The Tamparuli assemblyman said that the statement by Masidi about the Kadazandusun race as belonging to the Malay race is highly questionable.

“I believe the majority of Kadazandusuns in Sabah will not agree that they are Malays as suggested by Masidi,” Bumburing opined.

The term ‘Rumpun Melayu’ is only a topographical term used to denote the various people living in South-East Asia or in what is called the Malay Archipelago, which according to anthropologists would include the Filipino tribal people, Bumburing said.

Socially and culturally, the Kadazandusuns are not Malays in the real sense of the word. Politically, they are not Malays either. Umno Sabah has provided a very convenient definition of the Malay ethnicity to include the Kadazandusuns in order to accept them into Umno Sabah and enable Malaya to colonise Sabah, he claimed.

“The most important issue we need to consider is the constitutional definition of a Malay, which states that a Malay is one who habitually practises the Malay culture and must be a Muslim. How in the world could Masidi group together all the KDMs, including those non-Muslim KDMs as Malays? The Umno constitution states that the party is a Malay party and Umno only relaxed the provision to enable it to enter Sabah.

On Tun Dr Mahathir Mohamad’s contention that there will never be a true Malay, Bumburing said: “The former prime minister needs to elaborate further on what he really meant as what had happened is as far as race relation is concerned, and about there being no true Malay, Mahathir has only himself to blame.”

Mahathir, he pointed out, had been the Prime Minister for two decades, long enough to have created a true Malaysian identity.

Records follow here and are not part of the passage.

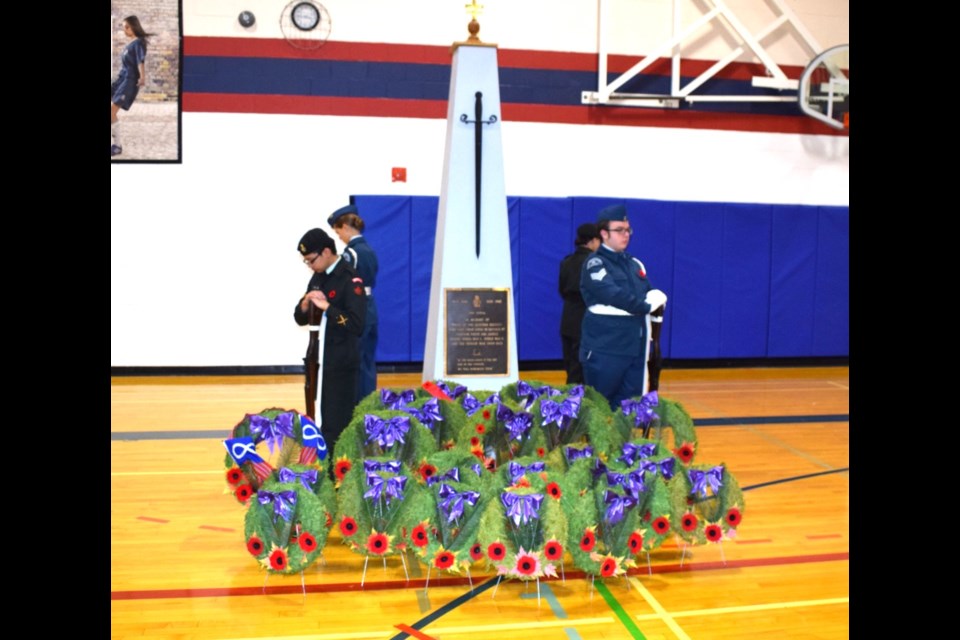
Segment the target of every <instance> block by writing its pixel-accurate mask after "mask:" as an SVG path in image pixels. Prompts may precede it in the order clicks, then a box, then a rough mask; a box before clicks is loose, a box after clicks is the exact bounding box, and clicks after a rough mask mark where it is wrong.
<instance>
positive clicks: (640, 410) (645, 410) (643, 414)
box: [620, 391, 659, 427]
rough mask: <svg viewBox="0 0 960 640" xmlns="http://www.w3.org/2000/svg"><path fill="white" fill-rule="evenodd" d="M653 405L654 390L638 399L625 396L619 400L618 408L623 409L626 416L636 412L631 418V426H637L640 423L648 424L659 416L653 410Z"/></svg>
mask: <svg viewBox="0 0 960 640" xmlns="http://www.w3.org/2000/svg"><path fill="white" fill-rule="evenodd" d="M655 406H657V392H656V391H651V392H650V393H648V394H646V395H644V396H643V397H642V398H640V400H631V399H630V398H627V399H626V400H621V401H620V410H621V411H623V415H625V416H628V415H630V414H631V413H633V412H636V414H637V415H636V417H635V418H634V419H633V426H635V427H639V426H640V425H641V424H650V423H651V422H653V421H654V420H656V419H657V418H658V417H659V416H657V414H656V413H655V412H654V410H653V408H654V407H655Z"/></svg>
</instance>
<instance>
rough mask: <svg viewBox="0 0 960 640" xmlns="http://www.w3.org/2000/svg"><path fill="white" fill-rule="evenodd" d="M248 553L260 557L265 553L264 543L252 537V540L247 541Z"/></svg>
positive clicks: (257, 538)
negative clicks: (264, 549)
mask: <svg viewBox="0 0 960 640" xmlns="http://www.w3.org/2000/svg"><path fill="white" fill-rule="evenodd" d="M247 551H249V552H250V555H252V556H258V555H260V554H261V553H263V541H262V540H261V539H260V538H258V537H257V536H250V539H249V540H247Z"/></svg>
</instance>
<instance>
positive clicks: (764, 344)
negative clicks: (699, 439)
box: [353, 196, 849, 363]
mask: <svg viewBox="0 0 960 640" xmlns="http://www.w3.org/2000/svg"><path fill="white" fill-rule="evenodd" d="M353 201H354V202H355V204H356V205H357V206H358V207H359V209H360V214H361V216H362V217H363V219H364V221H365V222H366V224H367V230H366V232H365V235H366V236H367V239H368V241H369V242H370V244H371V245H372V246H373V248H374V250H375V251H376V252H377V256H378V258H379V262H380V272H379V275H378V278H377V288H376V297H377V304H378V308H379V311H380V343H379V346H378V349H377V360H378V361H380V362H396V363H403V362H420V361H422V359H423V349H424V343H425V339H426V327H427V313H428V311H429V301H430V280H431V272H432V268H433V245H434V241H435V232H436V219H437V208H438V205H439V198H437V197H436V196H354V197H353ZM617 203H622V204H625V205H626V207H627V211H628V214H629V217H630V224H631V226H632V227H633V228H634V230H635V232H634V235H633V237H632V238H631V242H630V248H629V249H628V250H629V251H630V252H631V253H633V254H634V255H636V256H637V257H638V258H639V259H640V260H641V261H642V262H643V263H644V266H645V267H646V269H647V273H648V276H649V278H650V280H651V282H652V283H653V285H654V286H655V287H657V288H659V289H662V290H663V291H664V292H665V293H666V294H667V297H668V299H669V301H668V303H667V312H666V317H665V321H664V325H663V333H662V336H661V351H662V354H663V356H664V357H665V358H673V359H722V358H784V357H829V356H847V355H849V304H848V296H849V209H848V208H847V207H826V206H822V207H817V206H801V205H770V204H739V203H717V202H671V201H658V200H640V199H618V198H597V197H571V198H536V197H518V196H510V197H508V198H507V217H508V228H509V233H510V238H509V239H505V240H504V241H505V242H509V243H510V253H511V262H512V266H513V296H514V309H515V313H516V319H517V348H518V351H519V353H518V354H517V356H518V359H519V360H521V361H522V360H559V359H560V358H561V347H560V337H559V324H560V310H561V307H562V303H561V300H560V296H559V294H558V292H557V279H558V274H559V265H560V260H561V259H562V258H563V256H565V255H567V254H568V253H571V252H572V251H573V248H574V245H573V241H574V238H575V237H576V228H577V226H579V225H580V224H582V223H583V222H593V221H595V220H596V215H597V211H599V210H600V209H602V208H603V207H606V206H609V205H611V204H617ZM481 250H482V248H481Z"/></svg>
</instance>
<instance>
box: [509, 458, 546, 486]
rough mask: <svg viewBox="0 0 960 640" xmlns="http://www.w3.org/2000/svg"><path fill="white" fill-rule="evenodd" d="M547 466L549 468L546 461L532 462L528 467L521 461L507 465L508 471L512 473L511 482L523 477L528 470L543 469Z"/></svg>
mask: <svg viewBox="0 0 960 640" xmlns="http://www.w3.org/2000/svg"><path fill="white" fill-rule="evenodd" d="M546 468H547V465H546V463H544V462H531V463H530V464H528V465H527V466H526V467H524V466H523V465H522V464H520V463H519V462H511V463H510V464H508V465H507V473H509V474H510V482H516V481H517V480H519V479H520V478H521V477H523V474H525V473H527V472H528V471H530V472H534V471H543V470H545V469H546Z"/></svg>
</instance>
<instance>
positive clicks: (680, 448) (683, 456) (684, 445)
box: [673, 442, 693, 464]
mask: <svg viewBox="0 0 960 640" xmlns="http://www.w3.org/2000/svg"><path fill="white" fill-rule="evenodd" d="M673 452H674V453H675V454H676V455H677V457H678V458H680V462H682V463H683V464H690V461H691V460H693V444H691V443H689V442H684V443H683V444H682V445H680V446H679V447H677V448H676V449H674V450H673Z"/></svg>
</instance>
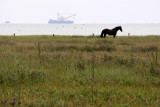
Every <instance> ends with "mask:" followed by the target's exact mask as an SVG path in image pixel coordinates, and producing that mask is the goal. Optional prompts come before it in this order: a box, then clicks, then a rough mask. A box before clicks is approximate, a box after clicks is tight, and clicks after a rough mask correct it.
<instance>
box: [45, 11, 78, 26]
mask: <svg viewBox="0 0 160 107" xmlns="http://www.w3.org/2000/svg"><path fill="white" fill-rule="evenodd" d="M75 16H76V14H73V15H71V16H68V17H66V18H65V17H63V16H60V14H59V13H57V20H53V19H49V21H48V24H73V23H74V21H73V20H68V19H69V18H71V17H75Z"/></svg>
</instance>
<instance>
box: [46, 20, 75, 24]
mask: <svg viewBox="0 0 160 107" xmlns="http://www.w3.org/2000/svg"><path fill="white" fill-rule="evenodd" d="M73 23H74V21H70V20H66V21H59V20H52V19H50V20H49V21H48V24H73Z"/></svg>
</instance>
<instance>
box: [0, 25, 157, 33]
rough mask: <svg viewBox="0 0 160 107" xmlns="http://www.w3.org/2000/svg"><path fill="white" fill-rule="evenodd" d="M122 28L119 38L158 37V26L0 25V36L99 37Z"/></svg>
mask: <svg viewBox="0 0 160 107" xmlns="http://www.w3.org/2000/svg"><path fill="white" fill-rule="evenodd" d="M116 26H122V29H123V32H120V31H118V33H117V35H119V36H122V35H123V36H127V35H131V36H135V35H136V36H144V35H160V24H0V35H13V34H14V33H15V35H53V34H54V35H74V36H78V35H81V36H88V35H93V34H94V35H100V34H101V31H102V30H103V29H105V28H108V29H112V28H114V27H116Z"/></svg>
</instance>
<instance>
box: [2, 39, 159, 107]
mask: <svg viewBox="0 0 160 107" xmlns="http://www.w3.org/2000/svg"><path fill="white" fill-rule="evenodd" d="M159 41H160V37H159V36H147V37H117V38H115V39H113V38H106V39H101V38H98V37H72V36H54V37H53V36H16V37H7V36H1V37H0V61H1V63H0V101H1V102H0V106H11V104H10V103H11V102H12V101H13V99H15V98H16V99H15V106H18V101H20V102H21V104H20V106H31V107H32V106H37V107H39V106H45V107H48V106H133V107H134V106H157V107H158V106H160V91H159V86H160V75H159V74H160V71H159V68H160V60H159V54H160V53H159V52H160V50H159V49H160V42H159ZM13 97H15V98H13Z"/></svg>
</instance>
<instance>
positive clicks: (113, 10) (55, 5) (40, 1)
mask: <svg viewBox="0 0 160 107" xmlns="http://www.w3.org/2000/svg"><path fill="white" fill-rule="evenodd" d="M58 12H59V13H60V14H61V15H62V16H65V17H67V16H69V15H72V14H76V18H75V20H74V21H75V23H76V24H92V23H94V24H108V23H109V24H113V23H114V24H116V23H160V0H0V23H4V22H5V21H10V22H11V23H48V20H49V19H50V18H52V19H56V18H57V13H58Z"/></svg>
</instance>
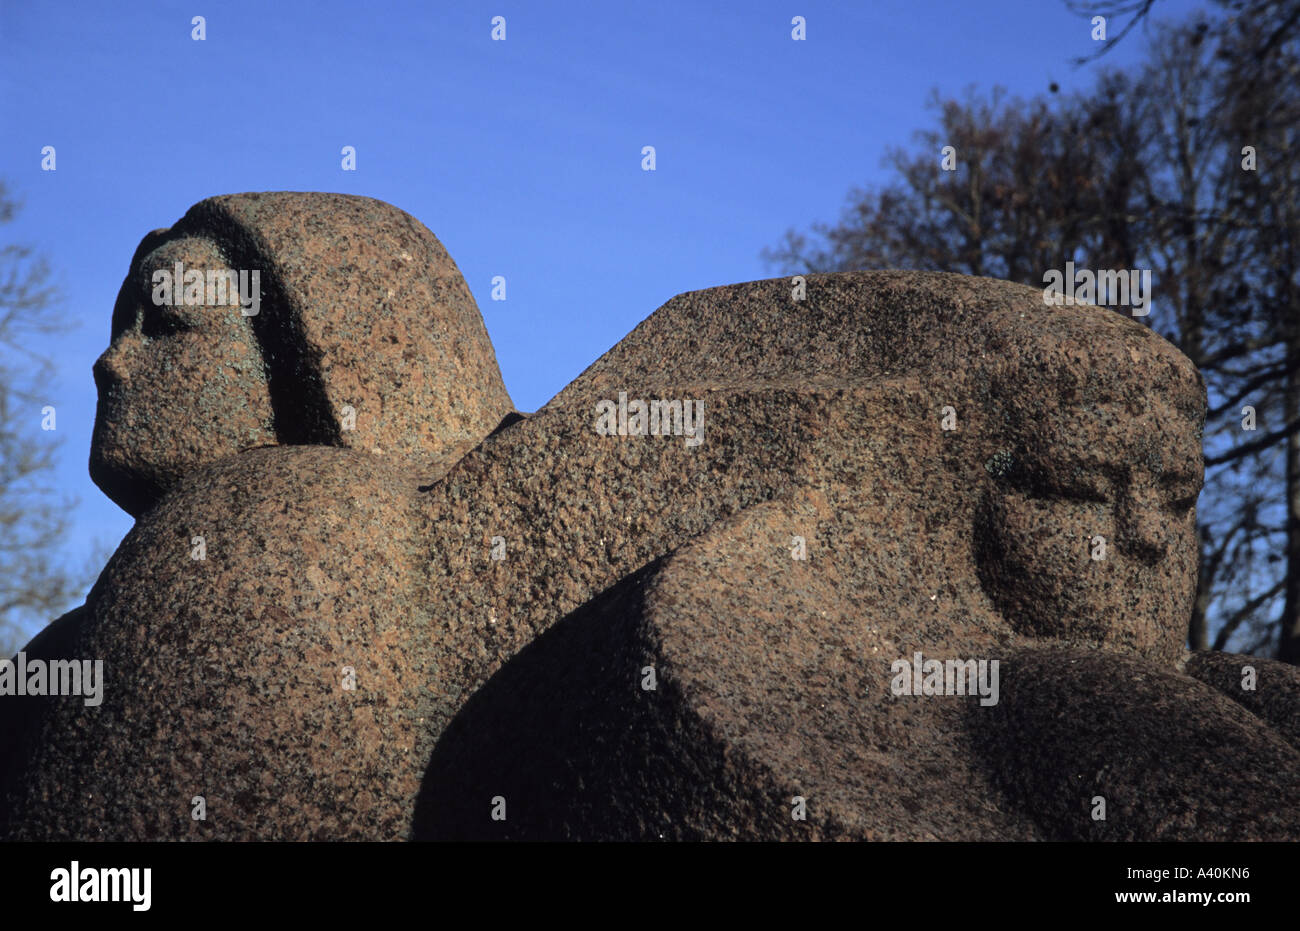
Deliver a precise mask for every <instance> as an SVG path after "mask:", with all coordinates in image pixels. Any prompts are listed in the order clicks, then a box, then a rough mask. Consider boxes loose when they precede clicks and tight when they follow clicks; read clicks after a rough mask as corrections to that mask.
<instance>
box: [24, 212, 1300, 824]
mask: <svg viewBox="0 0 1300 931" xmlns="http://www.w3.org/2000/svg"><path fill="white" fill-rule="evenodd" d="M177 263H181V264H182V267H183V268H211V267H212V265H213V264H220V265H221V267H225V268H231V269H235V268H240V269H259V270H260V272H261V281H263V282H264V283H263V295H261V302H260V307H259V311H257V313H256V315H246V313H244V311H247V309H248V308H247V307H239V306H234V304H233V306H229V307H221V308H213V307H196V308H191V307H177V308H172V307H165V308H160V307H157V306H156V304H155V303H153V302H152V299H151V291H149V285H151V283H152V274H153V272H156V270H160V269H164V268H168V269H170V268H175V264H177ZM169 316H170V317H174V319H170V320H169V319H168V317H169ZM96 381H98V384H99V386H100V410H99V416H98V419H96V432H95V441H94V450H92V456H91V471H92V476H94V477H95V480H96V482H98V484H99V485H100V486H101V488H103V489H104V490H105V493H108V494H109V495H110V497H112V498H113V499H114V501H118V502H120V503H121V505H122V506H123V507H126V510H127V511H130V512H131V514H133V515H135V516H136V518H138V521H136V525H135V528H134V529H133V531H131V533H130V534H129V536H127V538H126V540H125V541H123V542H122V546H121V547H120V549H118V551H117V553H116V554H114V557H113V559H112V560H110V562H109V564H108V567H105V570H104V573H103V575H101V576H100V580H99V581H98V584H96V585H95V588H94V589H92V592H91V593H90V596H88V598H87V602H86V606H85V607H82V609H79V610H78V611H74V612H72V614H70V615H66V616H65V618H62V619H60V620H57V622H55V624H52V625H51V627H49V628H48V629H47V631H45V632H43V633H42V635H40V636H38V637H36V640H35V641H32V644H31V645H30V646H29V648H27V650H26V653H27V654H29V655H30V657H35V658H56V657H94V658H99V659H103V661H104V666H105V677H107V687H105V694H104V701H103V703H101V705H100V706H99V707H98V709H94V710H90V709H86V707H83V706H82V705H81V703H79V702H73V701H69V700H65V698H56V697H47V698H23V700H14V698H3V700H0V724H3V727H0V740H3V741H5V742H6V744H8V746H6V748H5V749H4V754H5V755H4V758H6V759H8V761H9V762H6V763H0V767H4V768H0V800H3V801H0V832H4V833H5V835H6V836H12V837H23V839H92V837H104V839H122V840H143V839H172V837H195V839H199V837H212V839H218V837H220V839H407V837H413V839H448V837H450V839H461V837H463V839H542V837H563V839H659V837H664V839H900V840H918V839H945V840H961V839H974V840H995V839H1126V840H1138V839H1141V840H1157V839H1203V840H1214V839H1223V840H1231V839H1296V837H1300V813H1297V810H1296V807H1295V805H1294V804H1288V802H1290V800H1294V798H1295V797H1296V791H1297V789H1300V731H1297V729H1296V724H1295V722H1296V720H1300V676H1297V672H1296V670H1294V668H1292V667H1288V666H1283V664H1279V663H1274V662H1269V661H1261V659H1256V658H1249V657H1232V655H1229V654H1197V655H1195V657H1191V658H1188V657H1186V655H1184V653H1183V638H1184V633H1186V618H1187V614H1188V611H1190V605H1191V598H1192V597H1193V594H1195V585H1196V540H1195V512H1193V506H1195V501H1196V494H1197V492H1199V489H1200V481H1201V466H1200V463H1201V455H1200V436H1199V432H1200V426H1201V423H1203V420H1204V406H1205V389H1204V384H1203V382H1201V380H1200V376H1199V373H1197V372H1196V369H1195V368H1193V367H1192V365H1191V364H1190V363H1188V361H1187V359H1186V358H1183V356H1182V355H1180V354H1179V352H1178V351H1177V350H1175V348H1174V347H1171V346H1170V345H1169V343H1166V342H1165V341H1162V339H1161V338H1160V337H1158V335H1156V334H1154V333H1152V332H1151V330H1148V329H1147V328H1144V326H1141V325H1138V324H1135V322H1132V321H1131V320H1126V319H1122V317H1121V316H1118V315H1117V313H1114V312H1112V311H1106V309H1102V308H1097V307H1047V306H1044V303H1043V299H1041V293H1039V291H1035V290H1032V289H1028V287H1023V286H1019V285H1013V283H1009V282H1000V281H992V280H982V278H967V277H962V276H954V274H943V273H923V272H862V273H849V274H833V276H809V277H807V281H806V290H805V291H803V293H802V294H801V293H798V291H797V290H793V289H792V285H790V282H789V281H785V280H775V281H763V282H751V283H746V285H733V286H727V287H715V289H708V290H705V291H695V293H689V294H684V295H680V296H677V298H675V299H672V300H671V302H668V303H667V304H666V306H664V307H662V308H659V309H658V311H656V312H655V313H653V315H651V316H650V317H649V319H647V320H646V321H643V322H642V324H641V325H640V326H638V328H637V329H636V330H633V332H632V333H630V334H629V335H628V337H627V338H624V339H623V341H621V342H620V343H619V345H617V346H615V347H614V348H612V350H610V351H608V352H607V354H606V355H603V356H602V358H601V359H599V360H597V361H595V363H594V364H593V365H591V367H590V368H589V369H588V371H586V372H584V373H582V374H581V376H580V377H578V378H576V380H575V381H573V382H572V384H571V385H569V386H568V387H565V389H564V390H563V391H560V394H559V395H556V397H555V398H554V399H552V400H551V402H549V403H547V404H546V406H545V407H543V408H542V410H539V411H537V412H536V413H533V415H529V416H524V415H519V413H517V412H515V411H513V410H512V404H511V403H510V399H508V395H507V394H506V389H504V386H503V385H502V381H500V376H499V373H498V369H497V365H495V360H494V356H493V352H491V347H490V343H489V342H487V337H486V332H485V330H484V326H482V321H481V319H480V316H478V313H477V308H476V307H474V306H473V299H472V298H471V296H469V294H468V289H467V287H465V285H464V282H463V281H461V280H460V276H459V273H458V272H456V269H455V265H454V264H452V261H451V259H450V257H448V256H447V255H446V251H445V250H442V247H441V246H439V244H438V242H437V239H435V238H434V237H433V234H430V233H429V231H428V230H426V229H424V228H422V226H421V225H420V224H419V222H416V221H415V220H412V218H411V217H409V216H407V215H406V213H402V212H400V211H396V209H395V208H391V207H389V205H386V204H381V203H378V202H373V200H368V199H364V198H351V196H343V195H322V194H260V195H257V194H247V195H233V196H225V198H213V199H211V200H207V202H203V203H201V204H199V205H196V207H195V208H192V209H191V211H190V212H188V213H187V215H186V217H185V218H183V220H182V221H181V222H179V224H177V226H174V228H172V229H170V230H160V231H156V233H151V234H149V235H148V237H146V239H144V242H143V243H142V244H140V247H139V250H136V255H135V257H134V259H133V263H131V269H130V272H129V274H127V280H126V282H125V283H123V287H122V295H121V296H120V299H118V304H117V308H116V309H114V322H113V345H112V346H110V347H109V351H108V352H105V355H104V358H103V359H101V360H100V363H98V365H96ZM638 402H640V403H638ZM660 402H662V403H660ZM612 426H617V428H619V429H611V428H612ZM692 439H695V441H697V442H690V441H692ZM200 538H201V557H203V558H201V559H200V558H196V555H195V554H196V549H195V547H196V546H198V544H195V541H196V540H200ZM936 661H937V667H936V666H935V663H936ZM927 663H928V664H927ZM995 663H996V664H995ZM1243 667H1251V670H1252V671H1253V672H1252V675H1253V676H1255V684H1256V688H1255V689H1243ZM967 674H969V677H967ZM954 684H957V685H961V687H962V690H963V692H967V693H969V694H948V692H953V690H954V688H953V687H954ZM936 688H937V690H939V694H935V690H936ZM196 800H201V804H200V801H196ZM198 807H201V810H203V814H204V817H203V818H201V819H200V818H196V817H195V811H196V810H198ZM1099 814H1100V817H1099Z"/></svg>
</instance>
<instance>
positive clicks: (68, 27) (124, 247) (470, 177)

The imbalance in the economic progress among the various races had not helped to foster a strong sense of belonging to Malaysia, Bumburing claimed, adding that regional development imbalance had also resulted in deep resentment among the people of Sabah and Sarawak.

Mahathir should have emulated the true spirit enshrined in the Indonesian Pancasila, as he stated that the current situation in Indonesia is the result of a consistent non-discriminatory policy of the government insofar as creating a true identity is concerned, he stressed.

“Although the Chinese minority was somewhat discriminated during the Suharto regime, common identity development, formulated during those years, has, however, enabled Indonesia to emerge as a society that is truly multiracial where no one race made itself ‘The Tuan’ over the other races.

“To cap it up, firstly Widowo, a commoner with no attachment to any previous national administration, was a big milestone in the maturity of Indonesia as a democratic nation. Secondly, the election of a Chinese Christian as governor in predominantly Muslim Jakarta speaks loud about Indonesia’s multi-racial society in spite of the fact that the Chinese population comprised of the smallest minority in Indonesia. I wonder if such scenario is remotely possible with the political culture in Malaysia,” he opined.